Abstract

ABSTRACTAlthough grounded in different philosophical traditions, Alexander Nehamas and Hans-Georg Gadamer each return to Plato's idea of the beautiful, to kalon, in order to reclaim the relevance of beauty for our understanding of art today. Their appeal to Plato challenges the reign of aesthetics that both see inaugurated by Kant's aesthetic theory. Nehamas criticizes the Kantian notion of “disinterest” as a “pleasure bereft of desire” in order to reassert the passionate longing that draws us toward art. Gadamer criticizes Kant's analysis for the way it divides the aesthetic from the cognitive, thereby alienating art and beauty from any claim to knowledge or truth.
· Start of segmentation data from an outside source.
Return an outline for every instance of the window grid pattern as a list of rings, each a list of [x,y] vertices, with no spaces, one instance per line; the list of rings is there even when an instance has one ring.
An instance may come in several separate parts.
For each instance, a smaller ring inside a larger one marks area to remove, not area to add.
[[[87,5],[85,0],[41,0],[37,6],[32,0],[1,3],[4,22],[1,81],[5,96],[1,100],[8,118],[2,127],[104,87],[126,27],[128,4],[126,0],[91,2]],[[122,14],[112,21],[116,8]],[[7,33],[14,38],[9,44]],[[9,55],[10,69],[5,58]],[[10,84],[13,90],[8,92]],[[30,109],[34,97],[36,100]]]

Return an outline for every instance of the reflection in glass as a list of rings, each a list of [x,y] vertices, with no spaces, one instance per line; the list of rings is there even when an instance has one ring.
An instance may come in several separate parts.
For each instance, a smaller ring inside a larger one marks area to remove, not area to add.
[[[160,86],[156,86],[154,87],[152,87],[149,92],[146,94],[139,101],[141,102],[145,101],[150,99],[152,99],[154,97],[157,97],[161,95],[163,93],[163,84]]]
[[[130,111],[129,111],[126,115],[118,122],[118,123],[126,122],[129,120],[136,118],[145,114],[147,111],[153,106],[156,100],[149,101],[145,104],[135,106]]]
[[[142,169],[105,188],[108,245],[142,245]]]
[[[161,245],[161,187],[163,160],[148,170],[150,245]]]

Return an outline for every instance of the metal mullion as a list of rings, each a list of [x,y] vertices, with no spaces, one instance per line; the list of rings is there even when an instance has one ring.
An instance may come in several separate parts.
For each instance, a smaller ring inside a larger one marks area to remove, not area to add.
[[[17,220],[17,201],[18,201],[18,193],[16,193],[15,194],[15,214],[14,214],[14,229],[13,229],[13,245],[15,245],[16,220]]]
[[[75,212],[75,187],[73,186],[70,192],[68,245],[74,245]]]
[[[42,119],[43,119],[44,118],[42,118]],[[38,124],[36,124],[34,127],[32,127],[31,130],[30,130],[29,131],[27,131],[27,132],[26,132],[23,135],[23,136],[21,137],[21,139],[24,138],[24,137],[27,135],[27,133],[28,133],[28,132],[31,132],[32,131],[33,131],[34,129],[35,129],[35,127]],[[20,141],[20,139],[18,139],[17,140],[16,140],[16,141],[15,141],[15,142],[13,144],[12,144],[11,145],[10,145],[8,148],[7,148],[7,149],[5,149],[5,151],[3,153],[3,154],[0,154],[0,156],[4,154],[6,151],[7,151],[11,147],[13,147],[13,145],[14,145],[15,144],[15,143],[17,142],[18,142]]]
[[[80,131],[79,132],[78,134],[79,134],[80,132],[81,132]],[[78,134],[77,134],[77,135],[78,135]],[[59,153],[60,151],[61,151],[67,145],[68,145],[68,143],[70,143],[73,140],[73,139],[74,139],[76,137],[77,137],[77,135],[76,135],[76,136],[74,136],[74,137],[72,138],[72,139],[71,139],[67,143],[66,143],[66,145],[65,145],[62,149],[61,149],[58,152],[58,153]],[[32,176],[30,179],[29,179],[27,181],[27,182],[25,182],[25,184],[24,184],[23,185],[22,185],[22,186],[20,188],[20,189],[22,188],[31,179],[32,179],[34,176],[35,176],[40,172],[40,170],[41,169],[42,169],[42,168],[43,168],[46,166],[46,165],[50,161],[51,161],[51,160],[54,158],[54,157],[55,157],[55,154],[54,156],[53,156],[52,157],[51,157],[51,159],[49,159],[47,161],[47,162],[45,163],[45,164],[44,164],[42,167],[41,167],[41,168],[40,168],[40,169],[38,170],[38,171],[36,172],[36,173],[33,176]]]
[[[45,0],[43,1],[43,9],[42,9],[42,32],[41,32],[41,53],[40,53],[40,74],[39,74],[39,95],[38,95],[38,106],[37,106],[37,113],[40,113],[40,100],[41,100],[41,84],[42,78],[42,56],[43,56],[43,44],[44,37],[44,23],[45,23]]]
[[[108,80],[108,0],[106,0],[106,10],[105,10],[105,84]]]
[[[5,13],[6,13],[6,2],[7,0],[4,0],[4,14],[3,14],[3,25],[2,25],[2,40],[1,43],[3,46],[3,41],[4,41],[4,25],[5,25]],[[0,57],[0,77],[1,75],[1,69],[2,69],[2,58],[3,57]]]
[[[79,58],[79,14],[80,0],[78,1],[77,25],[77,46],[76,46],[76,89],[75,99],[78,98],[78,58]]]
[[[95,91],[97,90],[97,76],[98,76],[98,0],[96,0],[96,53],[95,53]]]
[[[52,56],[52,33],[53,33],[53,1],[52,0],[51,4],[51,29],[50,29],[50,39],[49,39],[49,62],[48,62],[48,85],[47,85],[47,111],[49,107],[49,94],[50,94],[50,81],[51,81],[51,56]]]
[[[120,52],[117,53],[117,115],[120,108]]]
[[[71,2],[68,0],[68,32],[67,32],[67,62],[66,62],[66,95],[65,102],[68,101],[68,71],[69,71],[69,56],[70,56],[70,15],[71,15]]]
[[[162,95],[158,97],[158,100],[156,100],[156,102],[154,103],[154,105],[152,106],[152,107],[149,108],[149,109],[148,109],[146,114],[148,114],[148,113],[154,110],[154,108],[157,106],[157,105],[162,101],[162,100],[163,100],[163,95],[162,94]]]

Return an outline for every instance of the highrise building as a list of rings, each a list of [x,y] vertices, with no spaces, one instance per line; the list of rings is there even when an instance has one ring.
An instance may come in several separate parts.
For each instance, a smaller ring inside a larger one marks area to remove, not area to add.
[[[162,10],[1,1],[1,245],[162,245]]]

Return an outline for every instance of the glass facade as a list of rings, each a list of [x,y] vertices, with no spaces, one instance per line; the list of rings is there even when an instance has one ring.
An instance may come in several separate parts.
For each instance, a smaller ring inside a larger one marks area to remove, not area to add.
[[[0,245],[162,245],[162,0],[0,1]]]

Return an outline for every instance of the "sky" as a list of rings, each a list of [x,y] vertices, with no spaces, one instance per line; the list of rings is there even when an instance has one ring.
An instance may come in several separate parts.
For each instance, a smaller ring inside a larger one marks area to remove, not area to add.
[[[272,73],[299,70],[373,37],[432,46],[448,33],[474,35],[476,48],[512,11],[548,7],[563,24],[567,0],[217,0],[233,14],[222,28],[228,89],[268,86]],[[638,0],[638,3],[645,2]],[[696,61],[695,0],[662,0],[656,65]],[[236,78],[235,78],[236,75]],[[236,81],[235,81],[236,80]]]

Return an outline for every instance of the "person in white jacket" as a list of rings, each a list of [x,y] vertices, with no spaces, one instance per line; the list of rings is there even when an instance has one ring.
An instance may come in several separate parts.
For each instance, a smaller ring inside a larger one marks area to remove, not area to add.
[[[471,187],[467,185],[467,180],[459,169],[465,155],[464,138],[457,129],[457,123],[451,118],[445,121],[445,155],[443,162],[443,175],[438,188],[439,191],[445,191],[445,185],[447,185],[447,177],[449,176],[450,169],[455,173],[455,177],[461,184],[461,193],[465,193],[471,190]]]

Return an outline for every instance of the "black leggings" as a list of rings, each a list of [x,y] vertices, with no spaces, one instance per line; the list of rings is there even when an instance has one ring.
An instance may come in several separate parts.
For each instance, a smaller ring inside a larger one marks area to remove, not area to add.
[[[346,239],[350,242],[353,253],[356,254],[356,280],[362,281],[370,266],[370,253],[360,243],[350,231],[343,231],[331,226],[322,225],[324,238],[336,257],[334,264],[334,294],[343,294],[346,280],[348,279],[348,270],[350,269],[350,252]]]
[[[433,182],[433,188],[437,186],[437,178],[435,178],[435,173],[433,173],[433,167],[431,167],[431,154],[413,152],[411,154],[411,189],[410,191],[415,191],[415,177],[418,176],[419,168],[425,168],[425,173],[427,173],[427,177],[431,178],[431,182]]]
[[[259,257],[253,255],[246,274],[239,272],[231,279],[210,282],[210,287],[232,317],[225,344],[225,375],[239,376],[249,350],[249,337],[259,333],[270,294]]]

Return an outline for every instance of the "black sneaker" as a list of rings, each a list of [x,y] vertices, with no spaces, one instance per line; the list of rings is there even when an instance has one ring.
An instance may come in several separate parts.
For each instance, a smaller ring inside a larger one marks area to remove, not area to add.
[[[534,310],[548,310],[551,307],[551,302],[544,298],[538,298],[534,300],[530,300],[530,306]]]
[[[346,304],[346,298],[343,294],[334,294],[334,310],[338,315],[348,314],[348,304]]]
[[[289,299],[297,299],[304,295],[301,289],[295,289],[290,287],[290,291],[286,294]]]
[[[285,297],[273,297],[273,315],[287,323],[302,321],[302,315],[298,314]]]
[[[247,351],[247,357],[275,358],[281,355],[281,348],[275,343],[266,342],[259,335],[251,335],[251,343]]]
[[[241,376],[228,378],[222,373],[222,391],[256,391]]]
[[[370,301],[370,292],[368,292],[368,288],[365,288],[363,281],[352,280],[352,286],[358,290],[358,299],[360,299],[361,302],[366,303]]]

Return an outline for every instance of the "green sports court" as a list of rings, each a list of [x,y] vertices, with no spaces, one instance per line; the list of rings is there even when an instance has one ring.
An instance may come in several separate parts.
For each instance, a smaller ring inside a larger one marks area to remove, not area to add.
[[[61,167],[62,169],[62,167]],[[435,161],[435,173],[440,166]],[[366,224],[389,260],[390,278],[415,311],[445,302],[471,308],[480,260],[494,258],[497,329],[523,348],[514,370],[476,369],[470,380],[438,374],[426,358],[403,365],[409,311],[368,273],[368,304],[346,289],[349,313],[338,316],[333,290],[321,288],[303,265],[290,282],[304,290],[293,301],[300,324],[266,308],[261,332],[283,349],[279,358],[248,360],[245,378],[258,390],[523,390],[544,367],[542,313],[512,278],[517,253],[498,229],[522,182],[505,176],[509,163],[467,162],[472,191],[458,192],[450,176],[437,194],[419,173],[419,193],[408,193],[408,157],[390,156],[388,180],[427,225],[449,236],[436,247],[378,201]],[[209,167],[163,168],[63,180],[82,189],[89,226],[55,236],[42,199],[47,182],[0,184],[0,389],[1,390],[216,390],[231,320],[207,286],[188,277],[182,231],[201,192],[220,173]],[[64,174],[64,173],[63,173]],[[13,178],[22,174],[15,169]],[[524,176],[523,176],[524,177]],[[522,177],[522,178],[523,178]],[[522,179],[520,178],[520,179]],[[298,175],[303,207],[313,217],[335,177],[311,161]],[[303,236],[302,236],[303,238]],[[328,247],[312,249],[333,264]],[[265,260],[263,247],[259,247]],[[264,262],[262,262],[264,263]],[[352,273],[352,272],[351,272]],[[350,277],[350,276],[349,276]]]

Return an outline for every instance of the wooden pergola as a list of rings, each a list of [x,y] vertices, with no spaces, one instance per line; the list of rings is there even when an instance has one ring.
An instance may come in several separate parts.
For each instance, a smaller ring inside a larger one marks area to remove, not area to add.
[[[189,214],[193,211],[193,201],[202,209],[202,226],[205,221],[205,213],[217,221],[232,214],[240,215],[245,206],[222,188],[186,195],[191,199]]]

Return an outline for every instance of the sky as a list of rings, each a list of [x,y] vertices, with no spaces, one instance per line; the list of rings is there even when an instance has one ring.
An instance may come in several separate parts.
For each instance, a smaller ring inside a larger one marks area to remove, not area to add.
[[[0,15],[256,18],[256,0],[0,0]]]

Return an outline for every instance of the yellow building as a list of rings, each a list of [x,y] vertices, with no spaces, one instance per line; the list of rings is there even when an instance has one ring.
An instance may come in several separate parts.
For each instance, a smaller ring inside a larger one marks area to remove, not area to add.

So Nehamas emphasizes the import of Platonic erōs to a phenomenological account of our experience of beauty. Love, so understood, elides any easy distinction between the sensual and spiritual, between the desire to possess and the passion to know—just as beauty cannot be captured in distinctions between what is and what appears. Gadamer draws out precisely the ontological dimension of the beautiful as self-presentation. In so doing he revives the intimacy of beauty and truth, alētheia, as the movement into unconcealment by which something comes forth into its presence. In the end, I suggest appropriating Nehamas's phenomenological analysis of the erotic to Gadamer's ontological understanding of the alethic in order to renew the relation of erōs and kalon into an account that recalls this Platonic legacy for a contemporary hermeneutics of art.